In Cincinnati, I had to actively think about how to navigate all of my identities with a limited support network. In a conservative Midwestern city, I found myself working with even smaller–and sometimes even more conservative–congregations as their student rabbi. How would I come out to my student pulpits? Should I use them as bully pulpits to advocate for the causes that I find important and meaningful? How do I seek out a solid LGBT Jewish community outside of the school, when school takes up most of my life? And of course the biggest question: am I a gay rabbi, or am I a rabbi who is gay?

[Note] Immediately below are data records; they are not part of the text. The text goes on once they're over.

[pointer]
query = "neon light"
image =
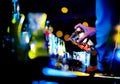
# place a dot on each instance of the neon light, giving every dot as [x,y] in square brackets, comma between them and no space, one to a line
[55,72]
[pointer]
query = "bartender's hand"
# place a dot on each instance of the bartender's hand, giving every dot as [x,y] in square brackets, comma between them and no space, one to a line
[88,31]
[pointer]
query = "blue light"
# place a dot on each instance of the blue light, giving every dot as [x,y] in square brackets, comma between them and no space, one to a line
[117,55]
[55,72]
[35,82]
[47,82]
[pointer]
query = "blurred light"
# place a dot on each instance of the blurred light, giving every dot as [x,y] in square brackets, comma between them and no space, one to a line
[80,73]
[66,37]
[44,17]
[51,29]
[59,33]
[47,82]
[13,21]
[117,55]
[55,72]
[8,29]
[32,47]
[35,82]
[64,10]
[31,54]
[118,34]
[85,24]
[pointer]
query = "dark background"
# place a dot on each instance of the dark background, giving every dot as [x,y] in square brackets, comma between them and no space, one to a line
[79,11]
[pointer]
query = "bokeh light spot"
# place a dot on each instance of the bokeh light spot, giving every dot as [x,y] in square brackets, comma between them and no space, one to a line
[64,10]
[66,37]
[59,33]
[85,24]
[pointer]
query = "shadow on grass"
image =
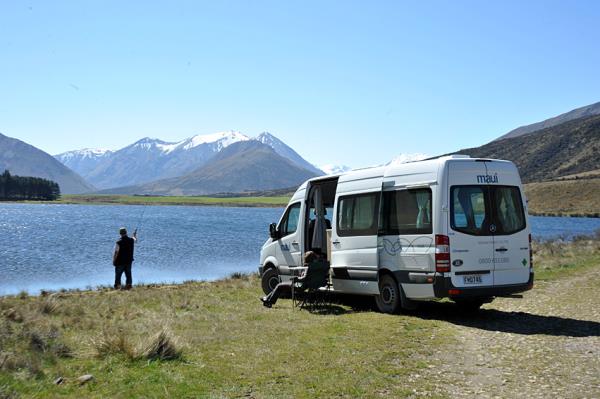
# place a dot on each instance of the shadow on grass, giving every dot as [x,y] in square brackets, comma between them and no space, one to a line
[509,322]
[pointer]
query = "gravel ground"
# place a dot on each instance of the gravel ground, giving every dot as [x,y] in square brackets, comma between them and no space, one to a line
[545,345]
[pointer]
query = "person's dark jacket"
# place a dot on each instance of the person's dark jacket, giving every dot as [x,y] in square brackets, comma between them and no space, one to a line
[124,252]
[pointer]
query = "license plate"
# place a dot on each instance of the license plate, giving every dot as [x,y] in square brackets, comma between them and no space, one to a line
[472,279]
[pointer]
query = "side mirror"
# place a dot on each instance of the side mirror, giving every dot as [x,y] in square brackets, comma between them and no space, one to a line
[273,231]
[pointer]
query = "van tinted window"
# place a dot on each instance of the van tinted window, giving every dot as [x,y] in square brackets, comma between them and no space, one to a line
[486,210]
[509,215]
[406,212]
[357,215]
[289,223]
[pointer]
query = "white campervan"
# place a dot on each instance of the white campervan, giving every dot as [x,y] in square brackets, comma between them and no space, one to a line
[448,227]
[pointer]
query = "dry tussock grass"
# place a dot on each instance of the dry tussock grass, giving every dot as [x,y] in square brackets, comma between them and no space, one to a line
[162,347]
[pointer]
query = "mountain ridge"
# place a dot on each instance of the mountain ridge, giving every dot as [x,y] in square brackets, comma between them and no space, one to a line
[151,159]
[577,113]
[243,166]
[551,153]
[23,159]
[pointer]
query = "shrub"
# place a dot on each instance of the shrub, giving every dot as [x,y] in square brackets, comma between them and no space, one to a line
[162,347]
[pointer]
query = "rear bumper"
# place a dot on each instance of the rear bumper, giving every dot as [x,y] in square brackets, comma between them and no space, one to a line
[442,287]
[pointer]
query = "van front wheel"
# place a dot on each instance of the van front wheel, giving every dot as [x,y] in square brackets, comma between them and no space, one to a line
[388,300]
[269,280]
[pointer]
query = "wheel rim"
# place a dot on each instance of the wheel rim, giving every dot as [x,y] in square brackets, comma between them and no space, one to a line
[388,294]
[273,281]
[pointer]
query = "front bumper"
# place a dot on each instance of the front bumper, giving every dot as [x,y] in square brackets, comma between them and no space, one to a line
[443,288]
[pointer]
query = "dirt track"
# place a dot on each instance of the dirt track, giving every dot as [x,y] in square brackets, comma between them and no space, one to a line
[546,345]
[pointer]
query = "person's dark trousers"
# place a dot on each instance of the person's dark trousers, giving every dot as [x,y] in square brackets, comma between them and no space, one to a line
[119,272]
[279,289]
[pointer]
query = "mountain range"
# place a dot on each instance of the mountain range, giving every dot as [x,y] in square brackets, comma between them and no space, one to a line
[563,150]
[247,165]
[150,159]
[23,159]
[577,113]
[231,162]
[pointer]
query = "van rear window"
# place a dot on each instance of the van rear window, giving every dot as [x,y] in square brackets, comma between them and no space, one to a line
[486,210]
[406,212]
[357,215]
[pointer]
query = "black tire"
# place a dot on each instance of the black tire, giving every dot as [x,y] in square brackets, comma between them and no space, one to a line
[470,305]
[269,280]
[388,300]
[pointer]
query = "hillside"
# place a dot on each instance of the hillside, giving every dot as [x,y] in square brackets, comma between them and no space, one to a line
[23,159]
[588,110]
[579,197]
[243,166]
[569,148]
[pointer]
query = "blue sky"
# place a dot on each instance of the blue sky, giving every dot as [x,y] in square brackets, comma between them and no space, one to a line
[341,82]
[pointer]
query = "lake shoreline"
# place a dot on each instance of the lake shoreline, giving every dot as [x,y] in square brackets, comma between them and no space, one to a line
[237,202]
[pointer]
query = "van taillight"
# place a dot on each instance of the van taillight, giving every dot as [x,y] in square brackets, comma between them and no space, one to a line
[442,253]
[530,252]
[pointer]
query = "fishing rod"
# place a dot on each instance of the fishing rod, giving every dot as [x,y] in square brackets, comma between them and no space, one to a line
[140,220]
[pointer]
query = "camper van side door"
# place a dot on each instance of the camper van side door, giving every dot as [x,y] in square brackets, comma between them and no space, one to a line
[288,250]
[354,237]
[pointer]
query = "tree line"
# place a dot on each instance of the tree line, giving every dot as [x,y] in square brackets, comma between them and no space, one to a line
[27,188]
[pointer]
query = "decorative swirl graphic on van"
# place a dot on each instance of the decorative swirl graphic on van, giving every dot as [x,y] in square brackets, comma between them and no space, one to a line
[393,248]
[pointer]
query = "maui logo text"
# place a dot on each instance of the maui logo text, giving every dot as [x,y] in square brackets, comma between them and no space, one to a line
[487,178]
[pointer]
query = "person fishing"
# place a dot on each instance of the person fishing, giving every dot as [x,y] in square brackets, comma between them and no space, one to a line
[123,258]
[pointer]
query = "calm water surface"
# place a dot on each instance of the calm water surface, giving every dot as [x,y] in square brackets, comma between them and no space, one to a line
[70,246]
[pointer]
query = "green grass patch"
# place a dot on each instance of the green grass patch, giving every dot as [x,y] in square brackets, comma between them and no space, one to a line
[217,340]
[558,259]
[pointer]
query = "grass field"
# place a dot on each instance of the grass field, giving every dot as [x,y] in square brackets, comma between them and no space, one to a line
[160,200]
[215,339]
[579,197]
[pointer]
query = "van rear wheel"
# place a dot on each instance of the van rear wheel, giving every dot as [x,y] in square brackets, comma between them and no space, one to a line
[470,305]
[269,280]
[388,300]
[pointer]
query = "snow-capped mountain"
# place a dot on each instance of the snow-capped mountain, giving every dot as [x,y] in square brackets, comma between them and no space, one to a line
[410,157]
[331,169]
[83,161]
[286,151]
[152,159]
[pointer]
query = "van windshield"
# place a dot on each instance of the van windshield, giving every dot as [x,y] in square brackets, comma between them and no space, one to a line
[486,210]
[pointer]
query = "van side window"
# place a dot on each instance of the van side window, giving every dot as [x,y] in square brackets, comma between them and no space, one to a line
[406,212]
[509,214]
[289,223]
[486,210]
[468,209]
[357,215]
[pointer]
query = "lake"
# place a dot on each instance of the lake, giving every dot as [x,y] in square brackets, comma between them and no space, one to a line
[70,246]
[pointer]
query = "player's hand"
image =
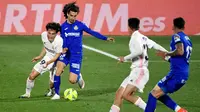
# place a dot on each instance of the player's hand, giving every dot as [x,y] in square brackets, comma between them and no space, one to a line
[45,64]
[36,59]
[121,59]
[111,39]
[64,50]
[161,54]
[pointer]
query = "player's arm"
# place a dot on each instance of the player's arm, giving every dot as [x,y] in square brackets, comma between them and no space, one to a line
[135,50]
[96,34]
[42,53]
[154,45]
[64,43]
[54,58]
[178,51]
[58,50]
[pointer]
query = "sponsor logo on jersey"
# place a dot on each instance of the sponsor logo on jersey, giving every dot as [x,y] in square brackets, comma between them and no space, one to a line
[74,34]
[66,28]
[76,27]
[49,50]
[176,38]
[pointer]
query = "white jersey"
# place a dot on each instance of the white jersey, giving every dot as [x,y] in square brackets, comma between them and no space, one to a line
[138,46]
[52,48]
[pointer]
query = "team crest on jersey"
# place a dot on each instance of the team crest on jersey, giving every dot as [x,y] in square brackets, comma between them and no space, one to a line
[76,27]
[176,38]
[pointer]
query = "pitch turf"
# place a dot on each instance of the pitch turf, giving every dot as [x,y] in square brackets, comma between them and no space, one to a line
[102,75]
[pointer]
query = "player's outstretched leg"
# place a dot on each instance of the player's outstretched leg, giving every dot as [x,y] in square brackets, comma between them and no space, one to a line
[157,93]
[117,101]
[129,95]
[74,78]
[60,66]
[81,82]
[30,83]
[51,90]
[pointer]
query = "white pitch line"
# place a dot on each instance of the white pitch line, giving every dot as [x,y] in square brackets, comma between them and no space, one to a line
[116,58]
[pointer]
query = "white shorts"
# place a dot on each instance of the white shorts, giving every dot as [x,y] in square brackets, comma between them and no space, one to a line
[39,66]
[138,77]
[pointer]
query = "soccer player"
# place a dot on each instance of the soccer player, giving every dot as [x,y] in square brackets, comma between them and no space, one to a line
[139,75]
[71,32]
[50,52]
[181,48]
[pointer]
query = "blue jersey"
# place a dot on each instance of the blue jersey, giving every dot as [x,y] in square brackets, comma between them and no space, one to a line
[180,64]
[72,36]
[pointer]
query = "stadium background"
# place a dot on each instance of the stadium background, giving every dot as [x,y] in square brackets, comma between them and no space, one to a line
[22,21]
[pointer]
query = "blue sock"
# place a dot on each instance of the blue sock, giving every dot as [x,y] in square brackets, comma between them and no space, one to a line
[151,104]
[57,84]
[165,99]
[78,78]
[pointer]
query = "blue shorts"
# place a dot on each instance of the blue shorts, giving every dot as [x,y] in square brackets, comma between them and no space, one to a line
[172,82]
[74,63]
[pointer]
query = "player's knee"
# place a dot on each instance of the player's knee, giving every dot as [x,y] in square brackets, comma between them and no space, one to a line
[72,81]
[31,77]
[119,93]
[125,96]
[155,93]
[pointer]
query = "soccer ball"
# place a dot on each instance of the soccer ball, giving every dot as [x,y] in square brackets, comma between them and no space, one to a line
[70,94]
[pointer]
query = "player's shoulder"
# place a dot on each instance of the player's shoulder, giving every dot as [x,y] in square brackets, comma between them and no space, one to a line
[176,35]
[44,35]
[58,39]
[79,23]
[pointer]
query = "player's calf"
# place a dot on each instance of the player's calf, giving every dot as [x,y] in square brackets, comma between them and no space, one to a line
[129,95]
[73,78]
[157,92]
[117,101]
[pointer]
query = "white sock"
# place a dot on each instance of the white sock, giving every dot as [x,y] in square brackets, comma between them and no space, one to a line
[140,103]
[114,108]
[177,108]
[29,85]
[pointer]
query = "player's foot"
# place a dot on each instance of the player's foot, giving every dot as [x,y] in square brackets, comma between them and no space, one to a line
[55,97]
[81,82]
[25,96]
[182,110]
[50,92]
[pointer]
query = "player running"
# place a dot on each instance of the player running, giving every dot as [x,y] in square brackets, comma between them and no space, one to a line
[139,75]
[72,32]
[181,49]
[51,51]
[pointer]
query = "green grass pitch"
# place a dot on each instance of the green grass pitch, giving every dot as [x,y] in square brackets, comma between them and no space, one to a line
[102,75]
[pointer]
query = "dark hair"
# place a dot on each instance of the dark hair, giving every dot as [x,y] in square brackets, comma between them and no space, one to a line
[70,7]
[53,26]
[179,23]
[134,23]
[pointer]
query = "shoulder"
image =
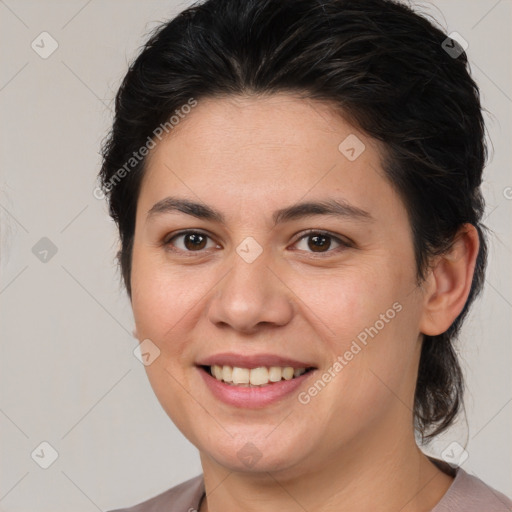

These two sentences may sound alike, but they could not be more different, as I discovered a few months ago in trying to craft a personal statement to send out to congregations to apply for possible rabbinic positions. In my personal statement, I told a story of building a relationship with a congregant in a community in Northwest Florida who was initially hesitant about having an openly gay rabbinical student; the fact that I had not yet mentioned my sexuality to that community, but rather had been outed by my predecessor is a whole other story. I wrote that over the two years I served there, we grew to form an incredible relationship, and that I hoped to have shifted his perspective if only a small amount.
The story I told for my personal statement was met with a resounding and near universal opposition. I was told that it foregrounded my sexuality too much: It showed me as “the gay rabbi” more than “Ari who is gay”…and also holds many other identities and traits, of equal value and import. While this is certainly true, it felt strange to hear from – mostly straight – friends, colleagues, and teachers that it would behoove me to “tamp down the gay.” In a recent article in Slate.com, gay writer J. Bryan Lowder lamented how some public figures have taken to coming out by stating that being gay is only but one small part of who they are, not their whole essence. Lowder believes, as do I, that this emphasis diminishes the value of coming out and acting as a role model to fellow LGBT people.
As I round the bases towards my eventual finishing of this program, I have no more answers to that quandary than I did when I started. I think sometimes you just have to be a halutz, taking the lonely road for the sake of those who will one day follow. It can be challenging, but at least it creates some pretty great stories.